Reviewed by Nancy Sheehan

Historical Studies in Education/Revue d’histoire de l’éducation 11:2 (Fall/automne 1999)

In Mary Kinnear’s own words,

I take women who had historical lives and see how they experience the past through their work—the women themselves are at the centre of my analysis. I describe first who the women in Manitoba were and then the cultural, economic expectations they were supposed to meet. I assess women’s education and training, their domestic and farm work, their participation in the paid labour force, and their volunteer public service.

Kinnear defines “work” as any activity culminating in a service or product, whether or not that activity is paid. Beyond the orthodox criterion of payment, work thus includes farming, child-rearing, housework and volunteer public service. Kinnear relies on Nancy Cott’s definition of feminism—belief in equality with men, a conviction that gender roles are socially constructed, and recognition of gender consciousness—but makes it clear that prairie women in this period were especially affected by ethnicity, class, marriage, geographic location, and immigrant status. Although prairie society was predominantly British, attitudes were coloured by cultural norms from Eastern Europe. Women sometimes kept their marital status a secret, and some women of Jewish extraction hid this part of their identity. Kinnear’s use of definitions helps to show links between these various factors.

Kinnear emphasizes one essential difference between rural and urban living. Contrary to the popular assumption that farm wives had a more difficult role than women living in urban areas, she argues that rural women saw themselves as equal partners with their husbands, who well knew that the family could not survive economically without women’s work. Although urban areas saw greater mechanization of household tasks coupled with higher standards of cleanliness, women who stayed at home while their husbands went out to waged occupations were not considered equal partners.

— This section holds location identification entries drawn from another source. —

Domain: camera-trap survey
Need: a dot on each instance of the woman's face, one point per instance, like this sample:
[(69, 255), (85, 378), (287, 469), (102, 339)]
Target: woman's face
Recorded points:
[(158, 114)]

Education and training were crucial to women who wanted to improve their status and gain access to the paid economy. Kinnear cites a number of milestones: the introduction of compulsory education (with English as the single language of instruction) in 1916; curriculum development during the interwar years to include courses in vocational education, domestic science, and home economics; and post-World War II expanded accessibility and greater standardization of educational opportunity. Most young women did get an elementary education, but few went on to the secondary level. Career opportunities for independent women consisted chiefly of nursing and teaching—both poorly paid and conducted under strict male supervision. As the economy changed, women were able to take up other employments: sales jobs in stores like Eaton’s and Simpson Sears, and clerical work, as type-writing became prominent and acceptable.

Kinnear stresses the gendered nature of work. Women were housekeepers and mothers first, even when employed outside the home. Women were considered to be dependent on their fathers and their husbands. That there were single women and single mothers was viewed as simply unfortunate.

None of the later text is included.